Quelles que soient les lacunes des récits nationaux plus anciens autrefois enseignés à l'école, si sélectif qu'en était l'axe et si implacablement instrumental que pouvait être leur message, ils avaient au moins l'avantage de fournir à une nation des références passées pour son expérience présente. L'histoire traditionnelle, telle qu'on l'enseignait à des générations d'écoliers et d'étudiants, donnait un sens au présent à travers des références au passé : les noms actuels, les lieux, les inscriptions, les idées et les allusions pouvaient s'insérer dans le récit mémorisé du passé. De nos jours, en revanche, ce processus s'est inversé. Le passé a cessé d'avoir une forme narrative convenue.

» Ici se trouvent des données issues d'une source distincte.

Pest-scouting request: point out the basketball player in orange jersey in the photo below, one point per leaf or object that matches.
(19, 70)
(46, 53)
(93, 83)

Il ne trouve de sens qu'en rapport à nos multiples préoccupations présentes, souvent contradictoires.
Tony Judt, dans l'introduction de son excellent Retour sur le XXème siècle.
Judt a l'art de condenser certains des problèmes de l'histoire d'aujourd'hui en quelques lignes.
L'impression que l'on a est celle d'une histoire ouverte à qui la veut : pour le CRAN, l'histoire de France c'est l'esclavage ; pour l'Algérie c'est l'OAS. Les manuels s'en ressentiraient (encore que Slate modère fortement les protestations sur le sujet).
Sarkozy tente de refonder une version officielle de l'histoire, sur les fragiles épaules de Guy Moquet et à travers son musée de l'histoire de France. Il y aurait de bonnes raisons à tenter de réécrire ainsi une histoire nationale.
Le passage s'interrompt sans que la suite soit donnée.